Las cosas traen recuerdos. Recuerdos que de otra manera tal vez no salgan a la luz. Y yo no quería enterrar esos recuerdos. Por eso no podía desprenderme de los objetos. Son como cuentas de ahorro de los recuerdos. ESA es la seguridad de los objetos. Son cajas fuertes.
¿De qué otra manera recordaría esas pequeñas cosas?
¿Tanto miedo le tengo al olvido, que tengo que construir un fuerte a mi alrededor para que no me invada? Un fuerte atrincherado, hecho de cosas que día a día me recuerden quién soy y qué momentos viví. Cosas perecederas.
Pensé: si yo me muriera, y alguien revisara mis cosas, ¿qué sentido tendría? ¿Significaría algo para alguien esa servilleta? ¿Esas fotos? ¿Esas frasecitas a los márgenes de los cuadernos? ¿Esos libros? Y sin embargo, yo me llevaría todos esos recuerdos conmigo, para volver a vivirlos para siempre. ¿No es mejor tirar todo ahora, decidiendo por mi cuenta qué conservo y qué no?

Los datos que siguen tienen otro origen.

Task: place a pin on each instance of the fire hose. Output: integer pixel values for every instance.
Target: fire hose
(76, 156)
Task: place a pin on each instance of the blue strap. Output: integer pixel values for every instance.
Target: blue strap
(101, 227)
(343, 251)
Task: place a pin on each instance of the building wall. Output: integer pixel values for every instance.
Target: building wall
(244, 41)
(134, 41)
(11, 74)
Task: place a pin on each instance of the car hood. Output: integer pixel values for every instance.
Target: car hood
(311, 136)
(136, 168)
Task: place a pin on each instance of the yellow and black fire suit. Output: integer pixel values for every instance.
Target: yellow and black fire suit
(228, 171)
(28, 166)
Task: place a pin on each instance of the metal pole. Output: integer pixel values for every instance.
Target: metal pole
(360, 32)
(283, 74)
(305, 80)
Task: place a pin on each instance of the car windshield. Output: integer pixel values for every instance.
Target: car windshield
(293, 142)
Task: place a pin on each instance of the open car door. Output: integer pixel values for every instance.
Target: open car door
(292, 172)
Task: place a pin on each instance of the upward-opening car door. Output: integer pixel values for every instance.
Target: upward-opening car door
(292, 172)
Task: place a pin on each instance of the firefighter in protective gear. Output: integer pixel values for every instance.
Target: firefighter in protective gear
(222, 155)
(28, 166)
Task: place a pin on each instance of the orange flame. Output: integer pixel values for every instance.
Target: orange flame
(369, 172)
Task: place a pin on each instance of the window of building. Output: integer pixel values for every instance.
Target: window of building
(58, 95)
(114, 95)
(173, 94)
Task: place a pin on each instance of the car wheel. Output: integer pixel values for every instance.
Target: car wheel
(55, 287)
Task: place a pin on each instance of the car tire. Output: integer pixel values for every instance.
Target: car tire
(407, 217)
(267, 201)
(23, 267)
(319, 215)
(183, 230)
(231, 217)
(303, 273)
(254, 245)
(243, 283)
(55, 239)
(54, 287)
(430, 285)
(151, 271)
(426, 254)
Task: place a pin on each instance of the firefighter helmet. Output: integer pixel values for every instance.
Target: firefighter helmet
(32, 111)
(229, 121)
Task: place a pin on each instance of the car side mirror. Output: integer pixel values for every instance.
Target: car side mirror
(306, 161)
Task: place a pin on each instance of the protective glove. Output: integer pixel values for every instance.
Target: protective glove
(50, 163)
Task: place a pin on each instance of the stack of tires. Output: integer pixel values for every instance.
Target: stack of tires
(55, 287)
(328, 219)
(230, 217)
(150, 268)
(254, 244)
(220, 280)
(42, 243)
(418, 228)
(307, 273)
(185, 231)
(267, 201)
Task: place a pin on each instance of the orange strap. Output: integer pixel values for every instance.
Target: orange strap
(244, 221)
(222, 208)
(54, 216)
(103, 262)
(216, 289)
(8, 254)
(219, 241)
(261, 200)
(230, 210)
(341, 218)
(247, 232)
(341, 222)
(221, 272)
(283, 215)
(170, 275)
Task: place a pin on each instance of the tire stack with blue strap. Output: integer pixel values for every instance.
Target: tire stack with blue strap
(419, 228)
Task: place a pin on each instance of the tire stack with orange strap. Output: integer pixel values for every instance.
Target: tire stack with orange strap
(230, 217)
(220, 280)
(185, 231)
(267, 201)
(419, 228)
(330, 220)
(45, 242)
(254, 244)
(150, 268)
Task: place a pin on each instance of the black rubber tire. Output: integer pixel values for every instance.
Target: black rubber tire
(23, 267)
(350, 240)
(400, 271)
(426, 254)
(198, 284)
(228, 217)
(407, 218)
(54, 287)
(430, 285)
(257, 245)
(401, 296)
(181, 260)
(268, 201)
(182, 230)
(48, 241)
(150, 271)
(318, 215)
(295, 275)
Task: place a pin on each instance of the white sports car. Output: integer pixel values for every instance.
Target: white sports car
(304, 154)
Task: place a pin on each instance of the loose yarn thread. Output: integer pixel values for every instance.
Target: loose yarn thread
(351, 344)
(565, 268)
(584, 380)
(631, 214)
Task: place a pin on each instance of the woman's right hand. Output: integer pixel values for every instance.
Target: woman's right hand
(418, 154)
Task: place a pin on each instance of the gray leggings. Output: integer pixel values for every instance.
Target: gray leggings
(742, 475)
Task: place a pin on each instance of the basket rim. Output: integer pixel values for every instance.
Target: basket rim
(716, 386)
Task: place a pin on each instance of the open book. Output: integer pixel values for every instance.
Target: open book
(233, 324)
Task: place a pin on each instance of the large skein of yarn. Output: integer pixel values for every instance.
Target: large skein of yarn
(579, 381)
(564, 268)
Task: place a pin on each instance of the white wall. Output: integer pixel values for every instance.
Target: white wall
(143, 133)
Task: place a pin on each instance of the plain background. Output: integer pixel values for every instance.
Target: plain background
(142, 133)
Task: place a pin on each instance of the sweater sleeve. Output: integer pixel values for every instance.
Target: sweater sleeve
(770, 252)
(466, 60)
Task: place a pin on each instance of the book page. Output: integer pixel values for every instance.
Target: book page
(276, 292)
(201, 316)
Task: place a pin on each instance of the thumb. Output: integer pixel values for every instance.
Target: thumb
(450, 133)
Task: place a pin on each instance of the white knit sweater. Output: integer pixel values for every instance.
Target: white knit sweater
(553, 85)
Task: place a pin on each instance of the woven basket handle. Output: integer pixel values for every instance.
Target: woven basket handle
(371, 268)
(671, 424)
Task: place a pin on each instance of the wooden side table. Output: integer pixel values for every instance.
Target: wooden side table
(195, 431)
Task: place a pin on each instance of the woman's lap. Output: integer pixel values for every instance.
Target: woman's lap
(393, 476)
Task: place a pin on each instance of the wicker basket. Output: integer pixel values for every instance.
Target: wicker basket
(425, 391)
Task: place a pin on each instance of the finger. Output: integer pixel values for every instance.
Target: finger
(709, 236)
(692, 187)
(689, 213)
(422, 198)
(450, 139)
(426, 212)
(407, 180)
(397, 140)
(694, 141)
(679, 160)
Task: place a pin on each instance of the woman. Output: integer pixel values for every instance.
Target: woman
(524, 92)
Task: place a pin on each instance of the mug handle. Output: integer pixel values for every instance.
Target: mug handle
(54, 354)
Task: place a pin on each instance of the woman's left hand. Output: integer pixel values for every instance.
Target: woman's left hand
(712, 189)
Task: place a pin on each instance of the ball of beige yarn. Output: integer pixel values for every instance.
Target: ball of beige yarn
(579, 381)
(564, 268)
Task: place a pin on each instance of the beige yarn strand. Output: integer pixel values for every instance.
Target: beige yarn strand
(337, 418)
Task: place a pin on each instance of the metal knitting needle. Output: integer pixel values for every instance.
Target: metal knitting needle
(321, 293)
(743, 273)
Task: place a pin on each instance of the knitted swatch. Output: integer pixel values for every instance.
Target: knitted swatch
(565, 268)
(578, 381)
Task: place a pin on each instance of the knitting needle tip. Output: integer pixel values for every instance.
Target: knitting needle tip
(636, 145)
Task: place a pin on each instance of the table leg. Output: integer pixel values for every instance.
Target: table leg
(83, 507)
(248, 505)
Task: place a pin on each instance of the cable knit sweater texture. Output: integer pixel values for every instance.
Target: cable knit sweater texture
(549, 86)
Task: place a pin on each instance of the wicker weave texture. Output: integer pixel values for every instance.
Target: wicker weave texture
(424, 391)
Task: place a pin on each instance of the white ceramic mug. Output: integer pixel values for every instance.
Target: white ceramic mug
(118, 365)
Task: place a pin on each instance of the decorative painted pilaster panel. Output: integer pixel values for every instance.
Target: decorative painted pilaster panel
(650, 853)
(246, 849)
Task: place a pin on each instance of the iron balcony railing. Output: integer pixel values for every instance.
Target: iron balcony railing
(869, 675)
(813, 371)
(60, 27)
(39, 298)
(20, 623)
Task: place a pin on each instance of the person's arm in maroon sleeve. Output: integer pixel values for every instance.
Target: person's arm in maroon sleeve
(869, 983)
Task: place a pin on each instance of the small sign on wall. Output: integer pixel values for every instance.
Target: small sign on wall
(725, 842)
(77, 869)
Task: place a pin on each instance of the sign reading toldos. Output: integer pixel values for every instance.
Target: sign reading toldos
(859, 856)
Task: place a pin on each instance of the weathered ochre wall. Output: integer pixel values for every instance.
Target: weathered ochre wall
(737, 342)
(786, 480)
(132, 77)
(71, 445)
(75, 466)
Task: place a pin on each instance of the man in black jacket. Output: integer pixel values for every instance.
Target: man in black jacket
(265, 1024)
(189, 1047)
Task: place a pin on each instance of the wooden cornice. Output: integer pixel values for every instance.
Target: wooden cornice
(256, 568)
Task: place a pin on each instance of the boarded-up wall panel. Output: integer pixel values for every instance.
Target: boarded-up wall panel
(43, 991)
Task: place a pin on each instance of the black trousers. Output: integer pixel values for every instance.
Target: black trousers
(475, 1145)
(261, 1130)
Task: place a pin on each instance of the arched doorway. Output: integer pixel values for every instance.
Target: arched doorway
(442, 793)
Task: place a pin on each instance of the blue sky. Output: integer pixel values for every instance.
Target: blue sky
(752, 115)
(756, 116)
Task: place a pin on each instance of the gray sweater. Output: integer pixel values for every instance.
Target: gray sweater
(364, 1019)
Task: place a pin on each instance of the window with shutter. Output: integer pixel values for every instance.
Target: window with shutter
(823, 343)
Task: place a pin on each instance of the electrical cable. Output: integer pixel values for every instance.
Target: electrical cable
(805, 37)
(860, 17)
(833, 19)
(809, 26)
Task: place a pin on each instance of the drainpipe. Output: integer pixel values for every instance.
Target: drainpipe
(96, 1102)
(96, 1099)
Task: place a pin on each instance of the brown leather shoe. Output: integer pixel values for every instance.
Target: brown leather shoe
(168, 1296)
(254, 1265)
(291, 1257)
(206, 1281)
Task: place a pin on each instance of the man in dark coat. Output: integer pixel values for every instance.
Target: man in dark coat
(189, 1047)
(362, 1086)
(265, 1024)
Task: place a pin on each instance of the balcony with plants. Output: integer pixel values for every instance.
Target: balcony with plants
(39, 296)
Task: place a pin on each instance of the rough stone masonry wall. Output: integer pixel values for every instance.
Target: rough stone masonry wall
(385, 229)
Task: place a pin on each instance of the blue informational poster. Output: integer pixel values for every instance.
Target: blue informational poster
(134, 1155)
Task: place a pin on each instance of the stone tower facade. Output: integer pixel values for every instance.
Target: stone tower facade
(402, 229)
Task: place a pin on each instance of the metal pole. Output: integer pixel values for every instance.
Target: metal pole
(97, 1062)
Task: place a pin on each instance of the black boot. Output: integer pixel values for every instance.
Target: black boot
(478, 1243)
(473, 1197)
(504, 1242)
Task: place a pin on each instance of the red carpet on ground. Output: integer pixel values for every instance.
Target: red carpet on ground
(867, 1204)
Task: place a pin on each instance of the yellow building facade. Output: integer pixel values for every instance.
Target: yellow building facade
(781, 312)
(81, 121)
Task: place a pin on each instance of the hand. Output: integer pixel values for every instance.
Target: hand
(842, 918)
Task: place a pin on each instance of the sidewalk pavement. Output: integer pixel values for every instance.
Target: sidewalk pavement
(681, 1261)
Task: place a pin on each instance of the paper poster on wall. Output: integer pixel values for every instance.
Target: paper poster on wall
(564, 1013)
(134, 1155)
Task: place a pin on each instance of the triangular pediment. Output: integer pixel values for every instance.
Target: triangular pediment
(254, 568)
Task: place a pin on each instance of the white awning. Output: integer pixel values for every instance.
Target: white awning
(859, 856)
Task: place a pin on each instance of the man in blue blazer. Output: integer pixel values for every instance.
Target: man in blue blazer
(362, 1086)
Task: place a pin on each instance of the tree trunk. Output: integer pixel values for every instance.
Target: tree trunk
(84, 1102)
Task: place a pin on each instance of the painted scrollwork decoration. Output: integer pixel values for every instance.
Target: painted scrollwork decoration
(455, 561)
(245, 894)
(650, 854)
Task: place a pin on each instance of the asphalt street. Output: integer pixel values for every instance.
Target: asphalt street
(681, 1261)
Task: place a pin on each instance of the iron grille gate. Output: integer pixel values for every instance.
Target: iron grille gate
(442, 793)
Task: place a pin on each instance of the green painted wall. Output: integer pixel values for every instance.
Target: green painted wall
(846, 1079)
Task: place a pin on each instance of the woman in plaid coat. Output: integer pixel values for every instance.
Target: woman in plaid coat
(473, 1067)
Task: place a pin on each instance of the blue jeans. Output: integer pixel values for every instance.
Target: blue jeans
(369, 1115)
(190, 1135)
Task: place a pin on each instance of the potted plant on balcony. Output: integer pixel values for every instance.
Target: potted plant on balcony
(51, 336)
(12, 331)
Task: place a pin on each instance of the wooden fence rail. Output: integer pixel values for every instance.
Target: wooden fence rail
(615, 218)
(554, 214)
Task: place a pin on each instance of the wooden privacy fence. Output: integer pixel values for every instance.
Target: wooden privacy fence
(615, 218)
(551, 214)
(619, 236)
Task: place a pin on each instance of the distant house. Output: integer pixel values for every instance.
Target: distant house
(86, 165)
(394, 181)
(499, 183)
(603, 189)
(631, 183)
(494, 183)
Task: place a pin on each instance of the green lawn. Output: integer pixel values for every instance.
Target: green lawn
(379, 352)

¿Acaso cuando viajamos lejos, nos llevamos con nosotros todos los papeles y fotos y recuerdos? No. La aerolínea permite solo 30 kilos. ¿Y no es acaso la vida un viaje? Estamos desprovistos de todo, nuestro único equipaje es nuestro cuerpo, y nuestra cabeza llena de cosas que le fuimos metiendo.
¿Tan perezosa soy que en vez de molestarme en recordar, prefiero guardar todo eso en el banco de mis pertenencias?
Me propuse desprender a mis cosas de su significado, y ejercitar más la memoria y menos el archivaje. Traer los recuerdos más a menudo, sin necesidad de aparatitos externos.
Una vez concluido el costoso desprendimiento, una vez llena la basura de más de la mitad de mis cosas, me traba otra pregunta: ¿no es acaso momento de dejar de recordar y mirar hacia las cosas que todavía no pasaron?